SOX is now generally reviled.  It is said to impose draconian requirements that are expensive to implement without actually fixing the underlying problems.  No one, including its original proponents, are currently big fans of SOX.  How did this come to be?  Here's where I point my finger at the current system.

SOX tried to do big complicated things.  Enron proved that there were big problems that needed to be fixed and most people believed that the fixes would be complicated.  Lobbyists know how the system works.  They know that sometimes there is an avalanche coming down the mountain and you just can't stop it.  But you can divert it.  So lobbyists, when confronted with an avalanche, don't try to stop it.  They try to divert it.  They know that no one gets points for working through the fine print and figuring out what it means.  So instead of trying to stop things they cause complex provisions to be added.  There is always some ostensible reason for replacing a simple provision with a complex one.  But the complexity makes it easy to insert loopholes into the bill.  The loopholes allow people in the know (the lobbyist's clients, for instance) to continue to do what they want to.  This strategy goes by the name of the "swiss cheese" strategy.  Make sure there are enough holes inside the cheese so that apparently solid cheese is actually filled with air.

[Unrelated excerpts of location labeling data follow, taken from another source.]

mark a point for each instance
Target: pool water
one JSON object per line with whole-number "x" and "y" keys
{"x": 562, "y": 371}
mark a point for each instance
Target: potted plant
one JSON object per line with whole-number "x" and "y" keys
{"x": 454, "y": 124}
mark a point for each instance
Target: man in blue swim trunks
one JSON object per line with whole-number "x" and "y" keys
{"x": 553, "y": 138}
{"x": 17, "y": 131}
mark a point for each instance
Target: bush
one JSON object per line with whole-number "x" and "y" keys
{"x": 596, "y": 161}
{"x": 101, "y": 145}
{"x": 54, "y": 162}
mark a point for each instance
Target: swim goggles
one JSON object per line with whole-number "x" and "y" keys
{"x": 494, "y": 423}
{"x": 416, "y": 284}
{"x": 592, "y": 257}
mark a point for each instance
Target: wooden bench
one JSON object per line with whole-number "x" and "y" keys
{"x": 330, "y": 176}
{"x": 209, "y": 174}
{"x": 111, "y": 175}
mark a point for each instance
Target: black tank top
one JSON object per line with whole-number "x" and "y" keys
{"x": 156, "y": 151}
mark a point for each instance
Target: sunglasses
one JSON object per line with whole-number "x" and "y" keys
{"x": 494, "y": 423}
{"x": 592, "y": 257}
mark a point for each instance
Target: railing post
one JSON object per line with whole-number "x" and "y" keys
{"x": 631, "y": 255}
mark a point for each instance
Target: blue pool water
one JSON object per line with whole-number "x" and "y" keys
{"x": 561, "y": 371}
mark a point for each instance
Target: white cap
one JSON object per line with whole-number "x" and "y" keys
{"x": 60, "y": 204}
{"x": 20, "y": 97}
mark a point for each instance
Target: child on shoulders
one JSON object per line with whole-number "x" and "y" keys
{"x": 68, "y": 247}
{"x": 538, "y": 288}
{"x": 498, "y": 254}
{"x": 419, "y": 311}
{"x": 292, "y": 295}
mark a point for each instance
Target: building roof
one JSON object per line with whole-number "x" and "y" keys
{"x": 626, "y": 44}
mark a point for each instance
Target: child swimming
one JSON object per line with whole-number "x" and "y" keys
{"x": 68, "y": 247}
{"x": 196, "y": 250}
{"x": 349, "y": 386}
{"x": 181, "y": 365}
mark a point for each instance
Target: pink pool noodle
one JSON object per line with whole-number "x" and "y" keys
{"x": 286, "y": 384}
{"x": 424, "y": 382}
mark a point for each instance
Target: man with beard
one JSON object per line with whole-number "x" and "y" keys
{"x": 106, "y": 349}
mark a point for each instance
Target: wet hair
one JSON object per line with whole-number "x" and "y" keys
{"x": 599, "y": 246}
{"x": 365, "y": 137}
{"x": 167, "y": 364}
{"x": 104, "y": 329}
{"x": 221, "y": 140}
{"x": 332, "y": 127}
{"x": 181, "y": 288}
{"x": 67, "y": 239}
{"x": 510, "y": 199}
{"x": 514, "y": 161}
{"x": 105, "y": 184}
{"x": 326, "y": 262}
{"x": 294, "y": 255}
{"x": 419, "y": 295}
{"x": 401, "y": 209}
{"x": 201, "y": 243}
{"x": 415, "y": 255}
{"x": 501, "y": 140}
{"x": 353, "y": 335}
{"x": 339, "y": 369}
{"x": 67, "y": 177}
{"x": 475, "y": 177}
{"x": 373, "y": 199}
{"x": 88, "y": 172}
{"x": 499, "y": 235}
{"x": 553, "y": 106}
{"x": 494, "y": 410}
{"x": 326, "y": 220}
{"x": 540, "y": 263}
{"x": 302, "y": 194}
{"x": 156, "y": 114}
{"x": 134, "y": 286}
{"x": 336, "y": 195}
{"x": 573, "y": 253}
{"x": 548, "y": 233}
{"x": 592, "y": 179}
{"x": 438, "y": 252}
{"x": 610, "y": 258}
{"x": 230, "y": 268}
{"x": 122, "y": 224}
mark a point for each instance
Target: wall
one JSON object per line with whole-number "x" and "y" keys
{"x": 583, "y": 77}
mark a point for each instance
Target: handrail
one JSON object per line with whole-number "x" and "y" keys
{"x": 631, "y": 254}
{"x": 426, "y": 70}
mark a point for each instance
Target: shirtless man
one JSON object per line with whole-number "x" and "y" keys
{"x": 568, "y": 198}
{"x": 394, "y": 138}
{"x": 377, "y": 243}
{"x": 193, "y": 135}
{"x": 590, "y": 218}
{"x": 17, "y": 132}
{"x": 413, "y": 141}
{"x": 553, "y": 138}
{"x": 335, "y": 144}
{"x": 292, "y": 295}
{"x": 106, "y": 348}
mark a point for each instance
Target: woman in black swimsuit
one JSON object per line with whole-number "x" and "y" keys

This "swiss cheese" strategy always works.  It has been used successfully for decades by the National Rifle Association to make sure that Federal gun control legislation is ineffective.  Many other laws that appear tough on the outside have been hollowed out by lobbyists from all parts of the political spectrum.  Business lobbyists are perhaps better at it than others but everyone uses it.  There are literally thousands of provisions in the Federal Tax Code that benefit a single company.  No one takes the time to work through all the provisions of a thousand page bill to figure out where the loopholes are and, more importantly, who benefits from them.  This is because no one cares very much when something like this is exposed.  And removing the loophole is nearly impossible.  The beneficiary of the loophole will spend a lot of time and money defending it.  Every one else eventually decides closing the loophole is too much trouble and moves on.

It would be nice if the "reduce regulations" Republicans were serious about this.  Vast numbers of regulations are in place to benefit a single individual or company.  We'd probably all be better off if these regulations (and the single beneficiary laws they are often based on) were eliminated.  But the Republicans have never actually done this.  Instead they go after regulations like "clean air" and "clean water" that benefit citizens but make it harder for businesses to make a buck.

As I indicated, even the proponents of SOX see that it has serious problems.  In actuality it doesn't work very well due to all the swiss cheese it contains.  The obvious thing for supporters to do would be to undertake a substantial revision to SOX to make it more effective and less needlessly burdensome.  The problem is that they are afraid.  They are afraid that if they make a major effort to fix SOX the lobbyists will swoop in and create even more swiss cheese making things even worse than the bad present situation.  So they decide that their best option is to just leave things alone.  And they are right.  And the fact that they are right perfectly illustrates what is wrong with the current system.  The system needs to be changed so that the "swiss cheese" strategy stops being a strategy that always works.